Perry was indicted last week for the offense of vetoing an appropriations bill. Not vetoing an appropriations bill in exchange for a bribe. Not vetoing an appropriations bill as a favor to a donor. Not vetoing an appropriations bill in excess of his lawful authority. But simply vetoing an appropriations bill.

That Perry could, in theory, face more than 100 years in prison stemming from this veto is so mind-bogglingly stupid that even Democrats and mainstream journalists have been taken aback.

The whole matter has its roots in the drunken-driving arrest last year of Travis County District Attorney Rosemary Lehmberg, a Democrat. Police pulled her over for driving erratically. Video of the stop shows Lehmberg failing all manner of roadside tests, and nearly tipping over as the polite officers try to keep her upright.

By the time she's at the jail, she's a parody of an entitled public figure. She blusters. She whines. She belittles. She threatens. She kicks and bangs. Her behavior is so outrageous that she has to be restrained like Hannibal Lecter in "The Silence of the Lambs."
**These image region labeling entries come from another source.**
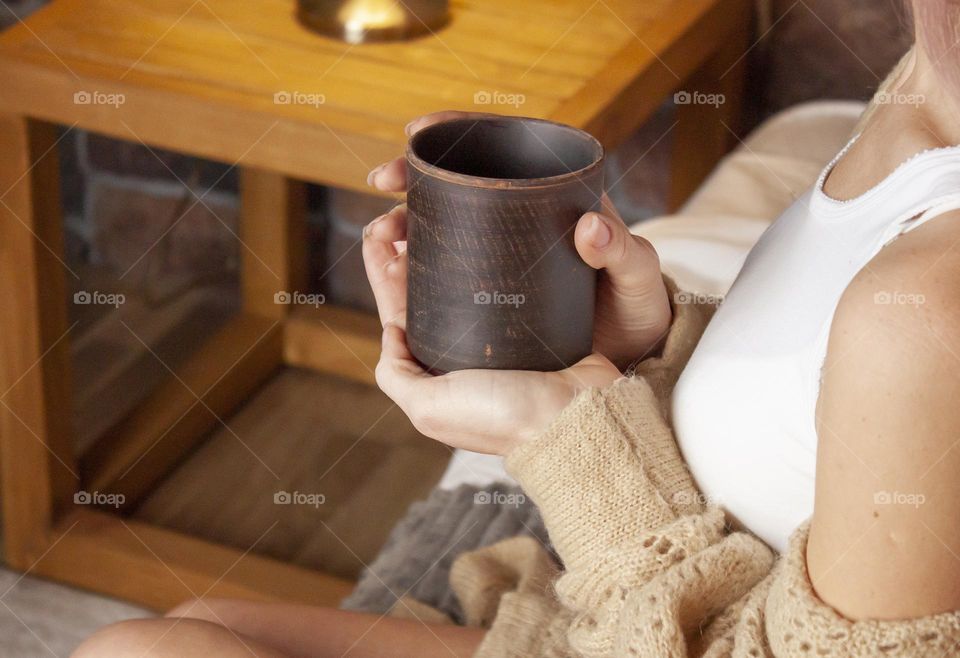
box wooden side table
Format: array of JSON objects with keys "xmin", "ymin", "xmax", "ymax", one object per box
[{"xmin": 0, "ymin": 0, "xmax": 750, "ymax": 609}]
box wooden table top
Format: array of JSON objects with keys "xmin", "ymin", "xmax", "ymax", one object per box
[{"xmin": 0, "ymin": 0, "xmax": 749, "ymax": 189}]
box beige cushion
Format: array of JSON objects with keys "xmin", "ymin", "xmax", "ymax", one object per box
[{"xmin": 631, "ymin": 101, "xmax": 864, "ymax": 295}]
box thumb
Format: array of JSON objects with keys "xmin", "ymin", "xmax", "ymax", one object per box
[{"xmin": 574, "ymin": 212, "xmax": 660, "ymax": 292}]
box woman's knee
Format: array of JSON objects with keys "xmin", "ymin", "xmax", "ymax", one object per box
[
  {"xmin": 71, "ymin": 619, "xmax": 255, "ymax": 658},
  {"xmin": 164, "ymin": 598, "xmax": 249, "ymax": 628},
  {"xmin": 71, "ymin": 619, "xmax": 175, "ymax": 658}
]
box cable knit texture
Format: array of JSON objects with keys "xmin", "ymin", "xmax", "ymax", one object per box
[{"xmin": 422, "ymin": 281, "xmax": 960, "ymax": 658}]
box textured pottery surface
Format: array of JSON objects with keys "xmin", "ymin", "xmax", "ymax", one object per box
[{"xmin": 407, "ymin": 117, "xmax": 603, "ymax": 372}]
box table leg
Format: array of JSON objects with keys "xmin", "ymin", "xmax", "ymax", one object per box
[
  {"xmin": 0, "ymin": 115, "xmax": 79, "ymax": 569},
  {"xmin": 240, "ymin": 167, "xmax": 307, "ymax": 320},
  {"xmin": 667, "ymin": 19, "xmax": 749, "ymax": 211}
]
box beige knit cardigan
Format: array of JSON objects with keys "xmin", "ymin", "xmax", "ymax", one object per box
[{"xmin": 395, "ymin": 281, "xmax": 960, "ymax": 658}]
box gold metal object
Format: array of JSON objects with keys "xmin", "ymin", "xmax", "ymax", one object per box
[{"xmin": 297, "ymin": 0, "xmax": 449, "ymax": 43}]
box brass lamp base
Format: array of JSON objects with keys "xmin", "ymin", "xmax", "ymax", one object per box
[{"xmin": 297, "ymin": 0, "xmax": 449, "ymax": 43}]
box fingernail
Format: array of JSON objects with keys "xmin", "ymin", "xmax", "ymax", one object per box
[
  {"xmin": 363, "ymin": 214, "xmax": 386, "ymax": 238},
  {"xmin": 590, "ymin": 214, "xmax": 613, "ymax": 249},
  {"xmin": 367, "ymin": 164, "xmax": 386, "ymax": 185}
]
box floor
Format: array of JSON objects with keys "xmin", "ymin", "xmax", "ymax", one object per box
[
  {"xmin": 0, "ymin": 569, "xmax": 151, "ymax": 658},
  {"xmin": 0, "ymin": 274, "xmax": 451, "ymax": 658}
]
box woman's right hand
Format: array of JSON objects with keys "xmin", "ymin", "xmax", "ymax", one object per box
[{"xmin": 364, "ymin": 111, "xmax": 672, "ymax": 368}]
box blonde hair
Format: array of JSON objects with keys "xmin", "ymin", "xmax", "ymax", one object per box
[
  {"xmin": 854, "ymin": 0, "xmax": 960, "ymax": 134},
  {"xmin": 853, "ymin": 45, "xmax": 916, "ymax": 135}
]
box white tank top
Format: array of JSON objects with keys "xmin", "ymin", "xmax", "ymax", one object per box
[{"xmin": 672, "ymin": 138, "xmax": 960, "ymax": 552}]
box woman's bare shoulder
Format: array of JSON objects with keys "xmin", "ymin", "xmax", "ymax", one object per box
[{"xmin": 808, "ymin": 212, "xmax": 960, "ymax": 619}]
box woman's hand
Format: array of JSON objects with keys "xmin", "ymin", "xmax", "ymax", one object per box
[
  {"xmin": 367, "ymin": 320, "xmax": 621, "ymax": 455},
  {"xmin": 364, "ymin": 112, "xmax": 671, "ymax": 369}
]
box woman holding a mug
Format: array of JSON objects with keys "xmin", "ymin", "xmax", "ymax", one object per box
[{"xmin": 77, "ymin": 0, "xmax": 960, "ymax": 658}]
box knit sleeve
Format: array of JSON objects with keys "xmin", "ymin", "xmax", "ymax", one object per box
[
  {"xmin": 763, "ymin": 524, "xmax": 960, "ymax": 658},
  {"xmin": 480, "ymin": 279, "xmax": 772, "ymax": 657},
  {"xmin": 498, "ymin": 377, "xmax": 772, "ymax": 657}
]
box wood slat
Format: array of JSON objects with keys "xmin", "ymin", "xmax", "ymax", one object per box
[
  {"xmin": 283, "ymin": 306, "xmax": 382, "ymax": 386},
  {"xmin": 0, "ymin": 115, "xmax": 78, "ymax": 568},
  {"xmin": 30, "ymin": 510, "xmax": 353, "ymax": 612},
  {"xmin": 80, "ymin": 315, "xmax": 282, "ymax": 507}
]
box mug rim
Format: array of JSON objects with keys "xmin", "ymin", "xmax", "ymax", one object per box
[{"xmin": 405, "ymin": 115, "xmax": 606, "ymax": 189}]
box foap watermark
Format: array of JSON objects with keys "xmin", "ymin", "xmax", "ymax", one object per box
[
  {"xmin": 673, "ymin": 290, "xmax": 723, "ymax": 305},
  {"xmin": 670, "ymin": 491, "xmax": 720, "ymax": 506},
  {"xmin": 473, "ymin": 89, "xmax": 527, "ymax": 107},
  {"xmin": 873, "ymin": 290, "xmax": 927, "ymax": 306},
  {"xmin": 473, "ymin": 290, "xmax": 527, "ymax": 308},
  {"xmin": 73, "ymin": 91, "xmax": 127, "ymax": 107},
  {"xmin": 473, "ymin": 491, "xmax": 527, "ymax": 507},
  {"xmin": 874, "ymin": 91, "xmax": 927, "ymax": 107},
  {"xmin": 273, "ymin": 491, "xmax": 327, "ymax": 509},
  {"xmin": 873, "ymin": 491, "xmax": 927, "ymax": 507},
  {"xmin": 73, "ymin": 491, "xmax": 127, "ymax": 509},
  {"xmin": 273, "ymin": 290, "xmax": 327, "ymax": 308},
  {"xmin": 273, "ymin": 91, "xmax": 327, "ymax": 107},
  {"xmin": 673, "ymin": 90, "xmax": 727, "ymax": 107},
  {"xmin": 73, "ymin": 290, "xmax": 127, "ymax": 308}
]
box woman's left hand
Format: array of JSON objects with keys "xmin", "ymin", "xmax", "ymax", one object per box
[{"xmin": 376, "ymin": 324, "xmax": 621, "ymax": 455}]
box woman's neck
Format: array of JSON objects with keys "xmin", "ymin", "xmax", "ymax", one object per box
[{"xmin": 824, "ymin": 46, "xmax": 960, "ymax": 199}]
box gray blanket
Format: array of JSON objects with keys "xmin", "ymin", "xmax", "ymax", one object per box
[{"xmin": 341, "ymin": 476, "xmax": 549, "ymax": 623}]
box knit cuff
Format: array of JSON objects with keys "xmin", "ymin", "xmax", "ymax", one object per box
[
  {"xmin": 473, "ymin": 592, "xmax": 572, "ymax": 658},
  {"xmin": 505, "ymin": 378, "xmax": 703, "ymax": 570},
  {"xmin": 766, "ymin": 524, "xmax": 960, "ymax": 658}
]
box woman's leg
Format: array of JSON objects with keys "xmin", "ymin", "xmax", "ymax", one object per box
[
  {"xmin": 72, "ymin": 619, "xmax": 293, "ymax": 658},
  {"xmin": 73, "ymin": 599, "xmax": 484, "ymax": 658},
  {"xmin": 167, "ymin": 599, "xmax": 485, "ymax": 658}
]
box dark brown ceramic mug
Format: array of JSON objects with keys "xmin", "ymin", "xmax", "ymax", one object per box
[{"xmin": 407, "ymin": 117, "xmax": 603, "ymax": 372}]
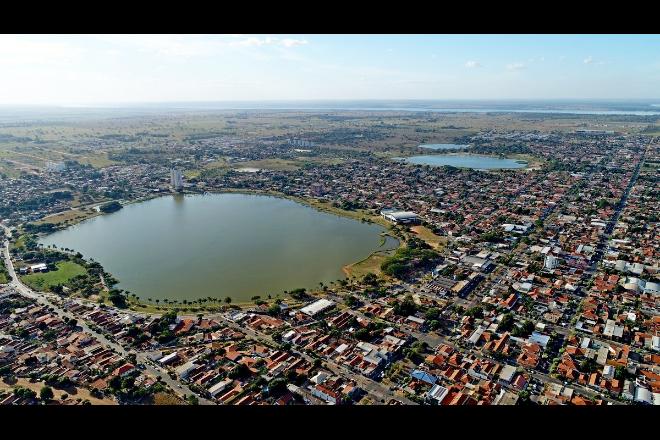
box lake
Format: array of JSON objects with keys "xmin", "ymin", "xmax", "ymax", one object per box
[
  {"xmin": 419, "ymin": 144, "xmax": 469, "ymax": 150},
  {"xmin": 40, "ymin": 194, "xmax": 398, "ymax": 302},
  {"xmin": 396, "ymin": 154, "xmax": 527, "ymax": 170}
]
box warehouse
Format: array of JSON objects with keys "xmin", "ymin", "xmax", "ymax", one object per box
[
  {"xmin": 300, "ymin": 298, "xmax": 335, "ymax": 316},
  {"xmin": 380, "ymin": 209, "xmax": 419, "ymax": 224}
]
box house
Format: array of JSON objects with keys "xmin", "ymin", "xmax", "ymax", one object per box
[{"xmin": 499, "ymin": 365, "xmax": 516, "ymax": 385}]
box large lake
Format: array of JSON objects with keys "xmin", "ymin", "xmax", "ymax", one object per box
[
  {"xmin": 41, "ymin": 194, "xmax": 396, "ymax": 302},
  {"xmin": 396, "ymin": 154, "xmax": 527, "ymax": 170},
  {"xmin": 419, "ymin": 144, "xmax": 469, "ymax": 150}
]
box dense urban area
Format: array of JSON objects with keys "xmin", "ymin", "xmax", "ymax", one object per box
[{"xmin": 0, "ymin": 111, "xmax": 660, "ymax": 405}]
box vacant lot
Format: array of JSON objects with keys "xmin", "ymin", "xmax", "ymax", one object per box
[
  {"xmin": 410, "ymin": 226, "xmax": 447, "ymax": 249},
  {"xmin": 0, "ymin": 378, "xmax": 117, "ymax": 405},
  {"xmin": 21, "ymin": 261, "xmax": 86, "ymax": 290}
]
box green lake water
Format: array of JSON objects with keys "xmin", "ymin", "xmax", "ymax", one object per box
[{"xmin": 40, "ymin": 194, "xmax": 397, "ymax": 302}]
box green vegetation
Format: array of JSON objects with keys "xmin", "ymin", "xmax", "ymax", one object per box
[
  {"xmin": 381, "ymin": 238, "xmax": 440, "ymax": 279},
  {"xmin": 511, "ymin": 321, "xmax": 534, "ymax": 338},
  {"xmin": 0, "ymin": 260, "xmax": 10, "ymax": 284},
  {"xmin": 22, "ymin": 261, "xmax": 87, "ymax": 290},
  {"xmin": 99, "ymin": 201, "xmax": 122, "ymax": 214},
  {"xmin": 393, "ymin": 295, "xmax": 417, "ymax": 316},
  {"xmin": 39, "ymin": 386, "xmax": 55, "ymax": 400},
  {"xmin": 497, "ymin": 313, "xmax": 514, "ymax": 333}
]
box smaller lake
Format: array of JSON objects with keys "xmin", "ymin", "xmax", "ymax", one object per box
[
  {"xmin": 396, "ymin": 154, "xmax": 527, "ymax": 170},
  {"xmin": 419, "ymin": 144, "xmax": 470, "ymax": 150}
]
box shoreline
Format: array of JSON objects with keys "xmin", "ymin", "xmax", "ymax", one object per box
[{"xmin": 23, "ymin": 188, "xmax": 403, "ymax": 314}]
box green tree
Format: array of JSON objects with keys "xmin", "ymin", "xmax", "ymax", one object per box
[{"xmin": 39, "ymin": 386, "xmax": 55, "ymax": 400}]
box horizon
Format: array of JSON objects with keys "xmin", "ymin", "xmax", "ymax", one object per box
[{"xmin": 0, "ymin": 34, "xmax": 660, "ymax": 107}]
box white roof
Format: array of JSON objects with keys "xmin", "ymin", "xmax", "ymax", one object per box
[
  {"xmin": 208, "ymin": 379, "xmax": 233, "ymax": 397},
  {"xmin": 300, "ymin": 298, "xmax": 335, "ymax": 316},
  {"xmin": 500, "ymin": 365, "xmax": 516, "ymax": 382},
  {"xmin": 429, "ymin": 385, "xmax": 449, "ymax": 402},
  {"xmin": 387, "ymin": 211, "xmax": 417, "ymax": 220}
]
Her blood alcohol level was about three times the legal limit, and she ended up pleading guilty and serving jail time. Gov. Perry thought, not unreasonably, that Lehmberg should resign. Her office houses the state's Public Integrity Unit, and she no longer seemed a fit leader of it, for obvious reasons.

Lehmberg disagreed. This created what is known in America and other free societies as a political dispute. They happen all the time. Lehmberg exercised her power to stay in her position, and Perry exercised his power to veto funding for her Public Integrity Office as long as she did. You can disagree with one or both of them, but no one was committing a crime.

It was left to a special prosecutor of the very same Travis County District Attorney's Office to concoct one, and manage to get a grand jury to fall for it. The indictment — running barely two pages long — is as substantive as a fifth-grader's book report, and about as legally sophisticated.

The two counts against Perry are that he "misused government property" and engaged in the "coercion" of a public servant. This makes it sound like he used the $7.5 million of vetoed funds to buy a vacation house, and blackmailed Lehmberg into indicting people on his whim.

He, of course, did nothing of the kind. The indictment collapses under the slightest scrutiny. As legal blogger Eugene Volokh points out of the first count, Texas laws requires that the official be in possession of the misused funds. Perry never controlled the funds he vetoed. As for the second count, Volokh points to an appeals-court decision that held that "coercion of a lawful act by a threat of lawful action is protected free expression."

The Travis County special prosecutor must think he's witnessing the political equivalent of an episode of "The Sopranos" every time he hears news that the president of the United States has made a "veto threat."

It's hard to believe that anyone thinks that these charges will stand up in court. But that's not the point. The indictment is an undisguised attempt to wound Perry, to create bad headlines, to distract him. On cue, Texas Democrats absurdly called on Perry to resign. The indictment itself is, in short, a naked abuse of power.

The Travis County District Attorney's Office is infamous for this kind of thing. Lehmberg's predecessor, Ronnie Earle, launched failed prosecutions of Republicans Kay Bailey Hutchison and Tom DeLay. These acts were as blatantly partisan and as audaciously substanceless as the indictment of Rick Perry.

Forget vetoing funding for this office. If there were any justice, it would be shuttered and razed to the ground.